Her bare feet were starting to chafe inside her shoes. She sat on a fence rail alongside the road and massaged her ankles. A car approached, and she had to resist the urge to fling herself into the bushes like a movie character hiding from snipers. She sat very still with her shoe clutched in her hand until the car had passed without slowing.
If that woman, or whatever she was, could change shape to look like Barney, she could look like anyone. She could look like Naomi. Like Mom.
Claudia wrapped her arms around her shoulders and shivered for a moment.
But ... no. It wasn't completely impossible to detect an imposter. That woman hadn't been very good at being Barney. She'd sounded different, moved different. Claudia had been able to tell there was something wrong from the beginning; she just hadn't known what. Now she knew.
Great, so all I have to do is look out for random strangers with weird accents and a vague sense of "creepy" about them. That'll narrow it down, all right.
She wondered if Barney could have been an alien all along, but quickly dismissed the idea. He had seemed really different last night. She was pretty sure he'd always been exactly what he seemed like, a mild-mannered, polite little guy who always had a nice word for people in the building.
I hope they didn't hurt him. She wished she could call and find out, but that was going to have to wait until she had a phone.
With a sigh, she heaved herself off the fence rail and started walking again. The scarf she'd tied around her damp hair last night
was beginning to slip. She retied it more tightly, wishing she was wearing something nicer and didn't look quite so much like a homeless person, and kept walking.
It was full daylight when she walked into the small downtown, perhaps six in the morning or so. The town had seemed much bigger to her as a child, and less blighted. She limped past boarded-up storefronts and old houses with sagging porches and weathered, peeling paint. Aside from being smaller and shabbier than she remembered, the core businesses on Main Street were just the same, a little grocery store and a Dairy Queen and a True Value hardware store. Nothing was open, but she could see someone moving around inside Donny's Donuts, where she had vague recollections of Mom bringing them for milkshakes and sandwiches when they were kids.
Claudia crossed the street and knocked on the door.
The young man sweeping the floor inside pointed to the CLOSED sign.
Claudia waved, beat on the door, and finally gave up when he put his earbuds back in. "So much for southern hospitality," she muttered, and sank down on the sidewalk to wait for the store to open.
Around her, the town was beginning to wake up. A mud-splashed farm truck rattled by. Lights came on some of the houses. Claudia tried not to think about how hungry she was. Despite having stuffed her face yesterday, it felt like she hadn't eaten for days.
As soon as Jerk Boy opens the donut shop, or as soon as I see a pedestrian, I'm going to borrow a phone and call Naomi. She'll be able to help me figure out what to do.
The time difference between Louisiana and Seattle might be a problem. Was it two hours or three?
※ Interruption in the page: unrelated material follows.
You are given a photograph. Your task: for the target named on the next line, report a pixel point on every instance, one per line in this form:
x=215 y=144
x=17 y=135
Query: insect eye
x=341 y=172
She occupied herself for a few minutes trying to remember if Louisiana was on Central or Eastern time, then noticed a woman approaching her on the sidewalk.
Claudia scrambled to her feet. The woman was white, middle-aged with graying hair, and looked pretty normal, but by now Claudia was getting finely attuned to that sense of Something is wrong here, and the way the woman was striding toward her, staring at her, not pausing, was extremely wrong indeed.